The American Society of Nuclear Cardiology (ASNC) has reported a significant shortage of key radiotracers used for the noninvasive diagnosis of transthyretin (ATTR) cardiac amyloidosis, including technetium-99m pyrophosphate (Tc-99m PYP) and Tc-99m hydroxymethylene diphosphonate (Tc-99m HMDP/HDP). This supply disruption, driven by vendor issues such as unavailable stock from Sun Pharmaceutical and limited production from Curium due to active ingredient challenges, is expected to continue for months—potentially into at least Q2 2026. With rising demand fueled by effective new therapies that improve patient outcomes, this shortage is frustrating clinicians and threatening timely access to a diagnostic pathway that has revolutionized early detection of ATTR cardiac amyloidosis, avoiding more invasive procedures like endomyocardial biopsy.

 

 

 

2/3/26

The International Atomic Energy Agency (IAEA) has released key findings from its major MEDBIODOSE coordinated research project, which united 31 institutions from 27 countries—including Australia, Brazil, Ghana, the United Kingdom, and many others across all continents. Running since 2017, the initiative focused on biodosimetric markers and methods in radiation oncology, nuclear medicine, and diagnostic/interventional radiology. Researchers collected and analyzed real-world patient data, including cytogenetic markers (such as chromosomal aberrations) and molecular indicators (DNA damage proteins and gene expression changes), to improve the accuracy of radiation exposure estimation and biological response assessment.

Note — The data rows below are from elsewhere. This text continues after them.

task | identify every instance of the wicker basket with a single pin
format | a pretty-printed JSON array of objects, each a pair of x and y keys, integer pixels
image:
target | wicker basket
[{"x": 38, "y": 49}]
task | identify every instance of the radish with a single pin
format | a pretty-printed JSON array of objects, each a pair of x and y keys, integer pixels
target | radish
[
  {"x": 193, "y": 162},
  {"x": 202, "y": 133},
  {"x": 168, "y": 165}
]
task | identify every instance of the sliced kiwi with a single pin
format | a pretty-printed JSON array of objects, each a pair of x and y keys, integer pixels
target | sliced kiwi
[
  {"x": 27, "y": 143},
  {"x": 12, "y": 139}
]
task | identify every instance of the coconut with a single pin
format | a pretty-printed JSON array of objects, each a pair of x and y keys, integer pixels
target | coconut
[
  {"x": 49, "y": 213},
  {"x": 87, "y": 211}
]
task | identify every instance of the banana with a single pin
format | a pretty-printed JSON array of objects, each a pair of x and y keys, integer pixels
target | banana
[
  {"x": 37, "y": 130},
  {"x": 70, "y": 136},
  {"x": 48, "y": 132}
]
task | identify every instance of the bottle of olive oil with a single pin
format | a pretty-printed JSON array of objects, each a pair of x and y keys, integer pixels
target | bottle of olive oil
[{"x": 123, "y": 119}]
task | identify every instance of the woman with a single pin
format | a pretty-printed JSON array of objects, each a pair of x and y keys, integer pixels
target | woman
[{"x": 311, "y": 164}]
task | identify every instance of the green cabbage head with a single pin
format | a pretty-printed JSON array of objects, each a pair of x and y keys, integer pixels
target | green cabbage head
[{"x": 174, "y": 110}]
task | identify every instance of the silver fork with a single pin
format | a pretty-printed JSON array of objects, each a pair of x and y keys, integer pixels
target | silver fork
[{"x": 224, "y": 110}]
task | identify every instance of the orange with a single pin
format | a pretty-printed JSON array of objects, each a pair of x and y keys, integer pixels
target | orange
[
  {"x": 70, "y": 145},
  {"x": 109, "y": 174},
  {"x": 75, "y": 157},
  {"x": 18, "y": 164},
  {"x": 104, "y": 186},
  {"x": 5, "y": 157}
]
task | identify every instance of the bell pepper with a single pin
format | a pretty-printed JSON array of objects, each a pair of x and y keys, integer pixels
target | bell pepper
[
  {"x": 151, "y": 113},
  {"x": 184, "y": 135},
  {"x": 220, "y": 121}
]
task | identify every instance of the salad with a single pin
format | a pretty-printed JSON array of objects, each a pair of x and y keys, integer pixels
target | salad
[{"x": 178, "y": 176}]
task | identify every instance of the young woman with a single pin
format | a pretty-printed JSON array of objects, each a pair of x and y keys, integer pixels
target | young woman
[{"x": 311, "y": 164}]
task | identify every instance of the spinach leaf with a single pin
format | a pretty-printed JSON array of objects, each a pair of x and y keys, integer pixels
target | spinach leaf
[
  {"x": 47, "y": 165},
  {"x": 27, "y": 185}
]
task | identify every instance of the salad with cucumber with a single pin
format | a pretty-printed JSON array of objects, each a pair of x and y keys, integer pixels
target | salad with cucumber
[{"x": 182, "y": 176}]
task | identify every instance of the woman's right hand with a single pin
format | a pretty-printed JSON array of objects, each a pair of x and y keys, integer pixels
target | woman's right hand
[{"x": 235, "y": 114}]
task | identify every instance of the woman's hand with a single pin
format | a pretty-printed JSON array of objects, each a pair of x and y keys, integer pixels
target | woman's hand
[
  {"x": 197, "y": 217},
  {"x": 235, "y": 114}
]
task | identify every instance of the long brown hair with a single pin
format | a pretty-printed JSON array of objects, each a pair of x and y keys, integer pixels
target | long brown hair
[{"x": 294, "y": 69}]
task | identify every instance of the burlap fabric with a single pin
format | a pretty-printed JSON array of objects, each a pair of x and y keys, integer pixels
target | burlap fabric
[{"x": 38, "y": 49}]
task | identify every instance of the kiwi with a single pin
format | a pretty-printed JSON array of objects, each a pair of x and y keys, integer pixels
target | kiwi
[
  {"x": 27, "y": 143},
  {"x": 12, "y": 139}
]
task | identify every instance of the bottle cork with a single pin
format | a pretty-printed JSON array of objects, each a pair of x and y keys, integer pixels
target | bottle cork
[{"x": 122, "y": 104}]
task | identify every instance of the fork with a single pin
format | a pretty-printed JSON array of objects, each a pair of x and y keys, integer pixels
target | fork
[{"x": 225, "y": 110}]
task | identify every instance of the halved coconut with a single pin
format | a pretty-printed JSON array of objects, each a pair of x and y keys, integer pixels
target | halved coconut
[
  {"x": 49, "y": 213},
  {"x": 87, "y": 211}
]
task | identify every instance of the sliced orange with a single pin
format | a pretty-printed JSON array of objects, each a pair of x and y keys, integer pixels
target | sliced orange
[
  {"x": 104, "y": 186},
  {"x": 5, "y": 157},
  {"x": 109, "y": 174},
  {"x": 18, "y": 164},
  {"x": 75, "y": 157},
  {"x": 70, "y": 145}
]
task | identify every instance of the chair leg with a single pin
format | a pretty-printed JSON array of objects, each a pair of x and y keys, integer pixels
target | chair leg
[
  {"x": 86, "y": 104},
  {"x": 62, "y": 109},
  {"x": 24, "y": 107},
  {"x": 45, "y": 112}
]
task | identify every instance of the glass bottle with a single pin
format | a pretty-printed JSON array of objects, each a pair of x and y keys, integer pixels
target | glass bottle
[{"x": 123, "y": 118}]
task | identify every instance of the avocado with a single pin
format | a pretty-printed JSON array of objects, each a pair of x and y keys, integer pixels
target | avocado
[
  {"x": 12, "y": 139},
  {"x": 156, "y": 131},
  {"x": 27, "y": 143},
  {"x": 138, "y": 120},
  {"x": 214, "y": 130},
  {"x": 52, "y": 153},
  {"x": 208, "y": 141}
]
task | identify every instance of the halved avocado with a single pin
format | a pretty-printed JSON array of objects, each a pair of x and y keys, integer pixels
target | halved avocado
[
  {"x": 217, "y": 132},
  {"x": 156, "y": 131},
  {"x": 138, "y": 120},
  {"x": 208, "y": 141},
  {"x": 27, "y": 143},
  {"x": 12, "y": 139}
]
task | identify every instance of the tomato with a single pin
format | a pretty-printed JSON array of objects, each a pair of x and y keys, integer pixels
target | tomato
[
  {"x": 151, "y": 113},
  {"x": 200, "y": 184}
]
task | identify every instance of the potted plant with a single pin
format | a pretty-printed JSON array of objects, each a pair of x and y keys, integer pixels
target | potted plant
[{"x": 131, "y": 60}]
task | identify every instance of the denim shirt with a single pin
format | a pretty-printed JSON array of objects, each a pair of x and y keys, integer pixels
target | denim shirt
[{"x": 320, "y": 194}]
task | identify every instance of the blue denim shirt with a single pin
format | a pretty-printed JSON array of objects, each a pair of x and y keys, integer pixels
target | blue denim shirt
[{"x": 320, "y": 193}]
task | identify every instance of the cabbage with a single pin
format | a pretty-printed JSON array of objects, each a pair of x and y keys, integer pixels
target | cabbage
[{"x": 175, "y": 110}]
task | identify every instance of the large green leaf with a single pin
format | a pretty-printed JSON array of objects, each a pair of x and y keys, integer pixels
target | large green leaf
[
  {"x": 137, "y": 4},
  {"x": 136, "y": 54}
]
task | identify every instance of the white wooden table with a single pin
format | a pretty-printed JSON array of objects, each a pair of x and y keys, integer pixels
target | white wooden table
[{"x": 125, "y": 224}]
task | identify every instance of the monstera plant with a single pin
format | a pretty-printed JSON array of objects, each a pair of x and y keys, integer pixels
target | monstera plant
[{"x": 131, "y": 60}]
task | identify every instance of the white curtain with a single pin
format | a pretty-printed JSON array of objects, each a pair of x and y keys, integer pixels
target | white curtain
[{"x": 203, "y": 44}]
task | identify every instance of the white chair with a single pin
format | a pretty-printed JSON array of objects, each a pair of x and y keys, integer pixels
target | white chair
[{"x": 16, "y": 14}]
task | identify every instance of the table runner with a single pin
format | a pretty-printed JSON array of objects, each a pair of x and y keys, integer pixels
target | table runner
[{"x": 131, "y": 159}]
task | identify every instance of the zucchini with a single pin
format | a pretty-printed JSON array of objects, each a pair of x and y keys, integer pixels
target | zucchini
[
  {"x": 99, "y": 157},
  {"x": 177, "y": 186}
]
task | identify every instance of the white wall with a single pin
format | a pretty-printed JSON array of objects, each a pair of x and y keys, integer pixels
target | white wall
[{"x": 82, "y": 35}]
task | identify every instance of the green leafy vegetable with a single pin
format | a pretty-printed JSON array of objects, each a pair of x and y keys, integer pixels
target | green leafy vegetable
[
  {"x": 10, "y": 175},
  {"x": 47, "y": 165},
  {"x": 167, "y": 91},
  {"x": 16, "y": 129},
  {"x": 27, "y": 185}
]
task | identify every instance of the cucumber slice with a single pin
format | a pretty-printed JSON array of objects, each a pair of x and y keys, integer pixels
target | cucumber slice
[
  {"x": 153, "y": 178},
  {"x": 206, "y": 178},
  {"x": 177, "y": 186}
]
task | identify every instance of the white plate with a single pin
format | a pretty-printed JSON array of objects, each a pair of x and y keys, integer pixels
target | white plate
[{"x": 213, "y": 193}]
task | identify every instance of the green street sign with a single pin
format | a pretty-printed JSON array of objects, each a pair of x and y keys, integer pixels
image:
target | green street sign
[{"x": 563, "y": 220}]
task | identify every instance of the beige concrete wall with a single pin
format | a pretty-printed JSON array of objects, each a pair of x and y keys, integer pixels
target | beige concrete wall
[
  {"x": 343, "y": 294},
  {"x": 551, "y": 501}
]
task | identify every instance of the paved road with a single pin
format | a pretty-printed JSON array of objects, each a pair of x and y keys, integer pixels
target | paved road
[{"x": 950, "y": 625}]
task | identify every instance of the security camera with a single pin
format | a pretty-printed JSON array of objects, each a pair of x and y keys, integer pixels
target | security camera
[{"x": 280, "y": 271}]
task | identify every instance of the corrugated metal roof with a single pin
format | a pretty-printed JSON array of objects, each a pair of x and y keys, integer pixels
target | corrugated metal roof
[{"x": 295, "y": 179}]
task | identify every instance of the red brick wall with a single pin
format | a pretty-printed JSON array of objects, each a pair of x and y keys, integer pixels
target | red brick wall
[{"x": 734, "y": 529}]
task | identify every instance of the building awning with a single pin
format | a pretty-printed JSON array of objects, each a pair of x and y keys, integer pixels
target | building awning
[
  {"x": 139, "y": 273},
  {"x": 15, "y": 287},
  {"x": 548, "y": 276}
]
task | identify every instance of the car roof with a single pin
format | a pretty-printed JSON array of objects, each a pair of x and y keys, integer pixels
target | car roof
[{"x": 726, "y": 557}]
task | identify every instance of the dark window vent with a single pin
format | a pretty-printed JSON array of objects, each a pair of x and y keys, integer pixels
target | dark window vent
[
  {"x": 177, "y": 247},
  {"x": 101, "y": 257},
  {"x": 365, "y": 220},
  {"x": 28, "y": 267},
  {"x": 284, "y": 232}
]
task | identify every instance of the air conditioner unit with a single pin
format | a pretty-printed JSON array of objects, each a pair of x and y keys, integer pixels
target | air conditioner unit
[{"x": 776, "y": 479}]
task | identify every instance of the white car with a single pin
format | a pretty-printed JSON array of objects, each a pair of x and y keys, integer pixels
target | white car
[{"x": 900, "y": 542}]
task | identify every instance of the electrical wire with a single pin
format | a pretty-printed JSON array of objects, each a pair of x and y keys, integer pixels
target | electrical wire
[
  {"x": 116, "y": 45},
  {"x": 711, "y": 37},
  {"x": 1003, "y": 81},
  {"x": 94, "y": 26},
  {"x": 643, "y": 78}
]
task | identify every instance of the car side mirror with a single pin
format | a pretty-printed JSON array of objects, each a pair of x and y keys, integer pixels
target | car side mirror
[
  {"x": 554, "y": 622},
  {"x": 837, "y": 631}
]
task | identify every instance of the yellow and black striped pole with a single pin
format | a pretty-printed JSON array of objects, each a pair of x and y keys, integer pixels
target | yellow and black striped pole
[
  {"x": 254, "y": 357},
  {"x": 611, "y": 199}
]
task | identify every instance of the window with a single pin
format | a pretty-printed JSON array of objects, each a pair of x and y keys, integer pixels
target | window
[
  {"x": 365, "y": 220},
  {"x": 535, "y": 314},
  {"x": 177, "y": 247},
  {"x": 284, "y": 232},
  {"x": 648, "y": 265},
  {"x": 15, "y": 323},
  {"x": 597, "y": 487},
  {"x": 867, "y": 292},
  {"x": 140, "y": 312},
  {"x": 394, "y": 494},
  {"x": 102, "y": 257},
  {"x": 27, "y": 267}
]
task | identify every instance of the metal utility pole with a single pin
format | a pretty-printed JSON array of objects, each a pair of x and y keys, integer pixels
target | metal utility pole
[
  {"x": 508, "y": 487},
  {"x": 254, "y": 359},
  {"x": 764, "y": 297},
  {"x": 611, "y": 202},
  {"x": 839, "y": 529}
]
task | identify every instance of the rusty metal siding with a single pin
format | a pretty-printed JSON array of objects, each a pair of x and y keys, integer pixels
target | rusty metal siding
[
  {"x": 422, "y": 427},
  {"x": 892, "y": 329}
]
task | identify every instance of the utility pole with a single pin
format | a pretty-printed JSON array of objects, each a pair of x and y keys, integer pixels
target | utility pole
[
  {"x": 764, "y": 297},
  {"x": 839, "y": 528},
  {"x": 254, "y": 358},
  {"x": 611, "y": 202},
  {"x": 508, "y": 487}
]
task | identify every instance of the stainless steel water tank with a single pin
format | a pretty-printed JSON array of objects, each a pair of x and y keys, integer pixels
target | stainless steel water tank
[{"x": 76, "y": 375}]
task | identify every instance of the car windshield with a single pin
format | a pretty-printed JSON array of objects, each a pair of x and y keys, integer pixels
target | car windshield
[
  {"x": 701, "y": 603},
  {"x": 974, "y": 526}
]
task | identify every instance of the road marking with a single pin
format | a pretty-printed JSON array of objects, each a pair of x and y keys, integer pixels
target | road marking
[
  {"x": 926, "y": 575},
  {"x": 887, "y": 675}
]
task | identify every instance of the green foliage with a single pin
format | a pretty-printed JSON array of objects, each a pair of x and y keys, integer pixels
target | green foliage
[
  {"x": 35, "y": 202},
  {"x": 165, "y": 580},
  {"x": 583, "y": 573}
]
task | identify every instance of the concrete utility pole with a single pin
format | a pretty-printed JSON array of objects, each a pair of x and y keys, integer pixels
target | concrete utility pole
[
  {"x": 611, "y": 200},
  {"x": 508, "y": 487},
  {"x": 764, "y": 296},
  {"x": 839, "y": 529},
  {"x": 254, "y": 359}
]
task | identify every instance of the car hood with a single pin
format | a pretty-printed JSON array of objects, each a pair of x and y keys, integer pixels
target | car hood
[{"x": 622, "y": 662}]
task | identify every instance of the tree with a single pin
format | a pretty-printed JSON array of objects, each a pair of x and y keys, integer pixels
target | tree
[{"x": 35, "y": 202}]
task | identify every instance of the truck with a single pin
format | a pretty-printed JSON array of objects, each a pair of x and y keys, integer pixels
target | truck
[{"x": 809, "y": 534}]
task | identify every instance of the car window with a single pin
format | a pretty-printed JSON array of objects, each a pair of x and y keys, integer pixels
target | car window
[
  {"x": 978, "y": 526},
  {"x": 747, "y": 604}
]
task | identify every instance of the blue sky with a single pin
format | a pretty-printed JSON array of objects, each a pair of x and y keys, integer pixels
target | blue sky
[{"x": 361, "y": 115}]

This truly international effort has produced one of the largest harmonized datasets in the field, validated promising new biomarkers, and laid critical groundwork for more personalized and safer radiation treatments. The results support better prediction of side effects, identification of radiosensitive individuals, and enhanced clinical decision-making—potentially integrating future AI-assisted tools.

 

 

1/15/2026
Leveraging the SEC's EDGAR database, savvy professionals can dissect a competitor's 10-K (annual) and 10-Q (quarterly) filings to craft targeted strategies. These documents reveal critical financials like revenue trends, debt levels, and profitability metrics, exposing vulnerabilities such as overreliance on specific markets or rising operational costs that one can exploit through competitive pricing or innovation.



 

1/10/2026

The FDA has approved Cardamyst (etripamil) nasal spray from Milestone Pharmaceuticals—the first self-administered treatment for acute episodes of paroxysmal supraventricular tachycardia (PSVT) in adults. This innovative calcium channel blocker allows patients to rapidly restore normal sinus rhythm at home, with clinical trials showing a median conversion time of just 17 minutes versus 53-54 minutes for placebo. By empowering patients to manage unpredictable episodes outside clinical settings, Cardamyst has the potential to reduce emergency visits and improve quality of life for millions living with PSVT.